My database
| ID | Time | Score |
|:---- |:------:| -----:|
| 1 | 1 | 105 |
| 1 | 2 | 155 |
| 1 | 3 | 100 |
| 2 | 1 | 105 |
| 2 | 2 | 150 |
| 2 | 3 | Na |
How do I calculate the difference between last AVAIABLE score (Highest Time) and first score (Lowest Time)?

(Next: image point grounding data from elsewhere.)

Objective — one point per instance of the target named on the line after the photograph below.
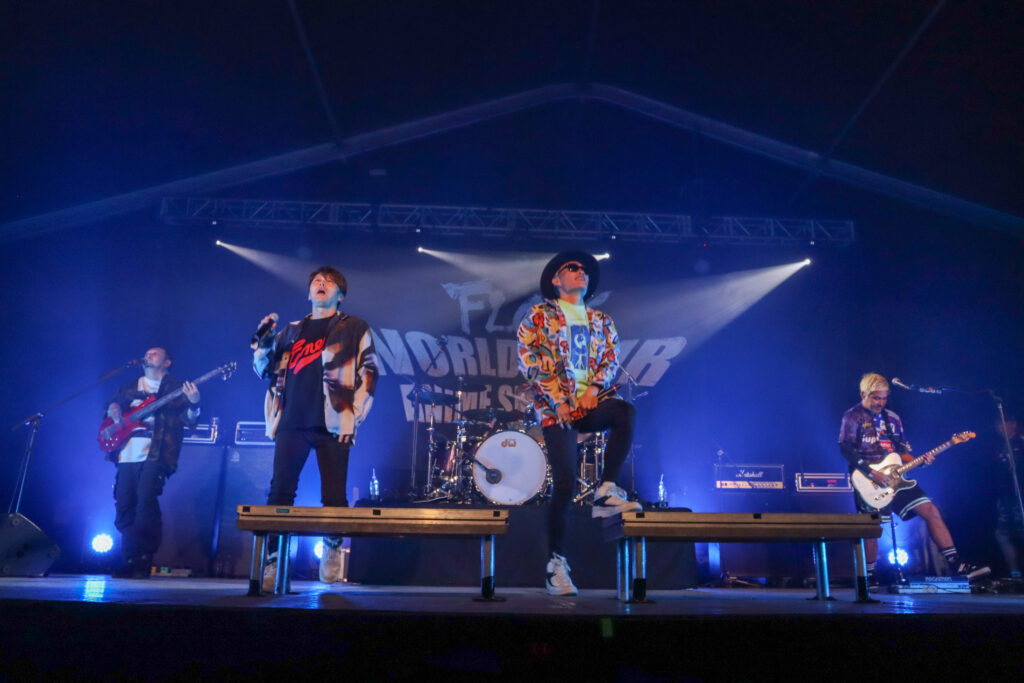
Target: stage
(90, 627)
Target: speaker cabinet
(190, 504)
(25, 550)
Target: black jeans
(290, 453)
(136, 492)
(614, 415)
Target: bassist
(869, 432)
(147, 459)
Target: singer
(569, 353)
(323, 373)
(146, 460)
(867, 433)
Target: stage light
(101, 543)
(901, 556)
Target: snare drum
(510, 468)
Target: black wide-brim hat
(589, 263)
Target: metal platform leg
(256, 568)
(638, 570)
(623, 583)
(284, 564)
(487, 570)
(821, 571)
(860, 572)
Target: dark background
(103, 100)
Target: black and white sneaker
(610, 500)
(971, 571)
(558, 581)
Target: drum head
(510, 468)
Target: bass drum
(510, 468)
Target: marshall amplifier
(750, 477)
(251, 433)
(203, 433)
(808, 482)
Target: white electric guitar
(879, 497)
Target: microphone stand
(416, 428)
(1010, 451)
(34, 421)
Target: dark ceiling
(104, 98)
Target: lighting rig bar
(509, 223)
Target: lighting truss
(508, 223)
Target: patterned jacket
(168, 423)
(544, 356)
(349, 374)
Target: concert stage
(89, 627)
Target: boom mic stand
(18, 528)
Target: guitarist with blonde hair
(867, 434)
(146, 459)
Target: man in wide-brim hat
(569, 354)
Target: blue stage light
(901, 556)
(101, 543)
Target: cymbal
(494, 415)
(432, 397)
(458, 383)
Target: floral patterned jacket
(544, 356)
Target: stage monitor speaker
(25, 550)
(248, 471)
(189, 505)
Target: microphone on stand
(262, 330)
(913, 387)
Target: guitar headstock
(227, 370)
(963, 436)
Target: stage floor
(82, 627)
(702, 602)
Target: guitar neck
(164, 400)
(920, 460)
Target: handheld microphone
(263, 329)
(914, 387)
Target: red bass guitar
(113, 434)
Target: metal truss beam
(508, 223)
(402, 133)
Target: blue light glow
(101, 543)
(901, 556)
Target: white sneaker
(610, 500)
(331, 562)
(558, 581)
(269, 573)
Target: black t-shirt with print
(304, 384)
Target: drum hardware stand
(631, 385)
(588, 485)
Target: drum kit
(489, 455)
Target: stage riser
(520, 557)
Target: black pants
(290, 453)
(614, 415)
(136, 492)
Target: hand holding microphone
(265, 327)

My code so Far
DB = DB %>%
group_by(ID) %>%
dplyr::mutate (Diff_score = Score[max(Time, na.rm= T) - Score [min(Time, na.rm=T)]) %>%
ungroup()
CodePudding user response:
We can modify the code to get the index of 'Time' with which.max and which.min and use it to the subset the 'Score' to find the difference (inorder to remove the NA cases, create an index 'i1' based on the NA values)
library(dplyr)
DB %>%
na_if("Na") %>%
type.convert(as.is = TRUE) %>%
group_by(ID) %>%
mutate(i1 = complete.cases(Score),
Diff_score = Score[i1][which.max(Time[i1])] -
Score[i1][which.min(Time[i1])], i1 = NULL) %>%
ungroup
-output
# A tibble: 6 × 4
ID Time Score Diff_score
<int> <int> <int> <int>
1 1 1 105 -5
2 1 2 155 -5
3 1 3 100 -5
4 2 1 105 45
5 2 2 150 45
6 2 3 NA 45
Or use the range after converting 'Time' to NA where the 'Score' values are NA and make use of na.rm = TRUE in range for subsetting
DB %>%
na_if("Na") %>%
type.convert(as.is = TRUE) %>%
group_by(ID) %>%
mutate(Diff_score = diff(Score[range(NA^is.na(Score) *Time,
na.rm = TRUE)])) %>%
ungroup
CodePudding user response:
We could also use first and last (with ordering by Time) within the groups:
library(dplyr)
DB |>
group_by(ID) |>
mutate(diff = last(Score[!is.na(Score)], order_by = Time) - first(Score[!is.na(Score)], order_by = Time)) |>
ungroup()
Output:
# A tibble: 6 × 4
ID Time Score diff
<dbl> <dbl> <dbl> <dbl>
1 1 1 105 -5
2 1 2 155 -5
3 1 3 100 -5
4 2 1 105 45
5 2 2 150 45
6 2 3 NA 45
Data:
library(readr)
DB <- read_delim("ID | Time | Score
1 | 1 | 105
1 | 2 | 155
1 | 3 | 100
2 | 1 | 105
2 | 2 | 150
2 | 3 | NA ", delim = "|", trim_ws = TRUE)